John Daniell (170-1845) followed suit in improving the Voltaic battery by developing remarkable results, which led to solving the problem of polarization (Batter Facts, 2012). From 1834-1889, Gaston Planté constructed a battery for electrical energy storage, including the elimination of free acid in the battery (Battery Facts, 2012). From 1839-1882, Georges Leclanché developed the Leclanché cell that was used extensively for telegraphy, signaling, and electric bell work (Battery Facts, 2012). This cell provided great use in the early stages of the telephone (Battery Facts, 2012).
Through the years, the Leclanché cell improved, which led to development of the first “dry” cell in 1887 by Carl Gassner (Battery Facts, 2012). Six well-known batters were in circulation by 1889 (Battery Facts, 2012). By the time the 1900s came, smaller and lighter batters were manufactured to perform more rigorous working conditions (Batter Facts, 2012). Many more inventions and discoveries trailed through many years, until the creation of the modern battery came into the technological world that provided the ability to sustain long hours of use and recharge batteries through electrical input (Battery Facts, 2012).
Contribution of the Battery to Society and Education
Technology plays a significant role in today’s society (Educause Center for Applied Research, 2005). Technology continues to provide comfort and accessibility to information and use of portable or mobile devices (Educause Center for Applied Research, 2005). Batteries are one of the important innovations that continue to impact people’s daily lives (Educause Center for Applied Research, 2005). One of the modern developments in the discovery of batteries is the rechargeable battery, which provided opportunity to convert chemical energy directly into electrical energy (Recharge, 2012). There are different types of rechargeable batteries (Recharge, 2012). However, lithium-ion technology is one of the rechargeable batteries that contains the highest energy density, and provides electrical power to different mechanical equipment and technological devices (Recharge, 2012). This includes the use of rechargeable batters to support mobile communication, laptop and tablets, cordless power tools, health and hospital machines, electric vehicles for individual mobility, mass transportation, solar and wind power, and many more (Recharge, 2012).

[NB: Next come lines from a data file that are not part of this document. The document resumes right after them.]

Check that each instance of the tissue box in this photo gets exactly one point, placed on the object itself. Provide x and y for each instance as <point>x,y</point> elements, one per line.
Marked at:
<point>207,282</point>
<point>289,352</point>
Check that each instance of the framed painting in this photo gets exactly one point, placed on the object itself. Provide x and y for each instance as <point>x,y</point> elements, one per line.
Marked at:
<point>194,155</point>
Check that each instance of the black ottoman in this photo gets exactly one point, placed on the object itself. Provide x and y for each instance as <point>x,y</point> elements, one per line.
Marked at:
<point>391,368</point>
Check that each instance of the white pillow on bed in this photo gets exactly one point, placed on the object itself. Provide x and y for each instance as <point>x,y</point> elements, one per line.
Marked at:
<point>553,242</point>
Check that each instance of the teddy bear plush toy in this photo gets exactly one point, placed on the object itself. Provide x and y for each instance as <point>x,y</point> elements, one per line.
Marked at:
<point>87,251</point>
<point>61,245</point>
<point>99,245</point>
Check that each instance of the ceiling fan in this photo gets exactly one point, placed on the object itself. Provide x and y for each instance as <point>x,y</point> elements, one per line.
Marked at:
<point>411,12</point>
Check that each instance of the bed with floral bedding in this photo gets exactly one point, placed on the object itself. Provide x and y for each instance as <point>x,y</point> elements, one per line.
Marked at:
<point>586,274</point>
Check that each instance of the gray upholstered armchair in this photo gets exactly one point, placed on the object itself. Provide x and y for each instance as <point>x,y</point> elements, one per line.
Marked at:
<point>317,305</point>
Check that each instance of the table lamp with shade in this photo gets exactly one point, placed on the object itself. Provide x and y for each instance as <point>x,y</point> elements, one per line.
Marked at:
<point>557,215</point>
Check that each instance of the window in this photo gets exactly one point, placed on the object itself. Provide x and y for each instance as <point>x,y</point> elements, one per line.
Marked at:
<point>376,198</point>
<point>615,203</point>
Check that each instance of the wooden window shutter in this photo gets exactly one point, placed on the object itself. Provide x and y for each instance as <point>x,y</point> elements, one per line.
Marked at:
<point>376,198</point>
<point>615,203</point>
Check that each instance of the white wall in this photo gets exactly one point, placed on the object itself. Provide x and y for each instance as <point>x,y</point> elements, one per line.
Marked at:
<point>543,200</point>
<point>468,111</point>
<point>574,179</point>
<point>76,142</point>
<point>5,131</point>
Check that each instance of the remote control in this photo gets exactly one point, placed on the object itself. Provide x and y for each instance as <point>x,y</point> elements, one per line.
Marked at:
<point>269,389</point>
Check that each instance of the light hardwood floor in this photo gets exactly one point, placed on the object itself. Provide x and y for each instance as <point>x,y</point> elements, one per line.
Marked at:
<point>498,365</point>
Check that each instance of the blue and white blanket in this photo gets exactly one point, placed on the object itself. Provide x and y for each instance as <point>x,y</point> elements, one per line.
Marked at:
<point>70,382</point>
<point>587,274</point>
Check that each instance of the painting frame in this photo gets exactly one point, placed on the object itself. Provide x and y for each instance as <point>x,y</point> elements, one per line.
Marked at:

Batteries provided different significant contributions to society, including the use of batteries to support a variety of technologies to enhance students’ educational experiences (Educause Center for Applied Research, 2005). One of the most significant contributions of the concept of batteries is mobile technology for student learning and teaching (Educause Center for Applied Research, 2005). The contemporary progress of batteries provides access to mobile technologies that many schools use to communicate ideas, collaborate best practices, and create new ideas for more relevant and meaningful learning experiences (Educause Center for Applied Research, 2005). With the existence of smaller mobile technologies, students are able to access online information at the tips of their fingers; share and collaborate with fellow students anytime, anywhere; conduct virtual conferencing through the use of web 2.0 technologies; enable online or virtual chatting; send text messages or email messages, and be part of social networks for both personal and educational purposes (Educause Center for Applied Research, 2005). These activities may not have been possible without the initial development and creation of batteries to support and sustain the electrical power that is constantly required to operate mobile technologies (Recharge, 2012). Batteries opened the doors to enormous and endless possibilities that continue to occur as humankind embark to discover and explore future inventions for progressive civilization (Recharge, 2012).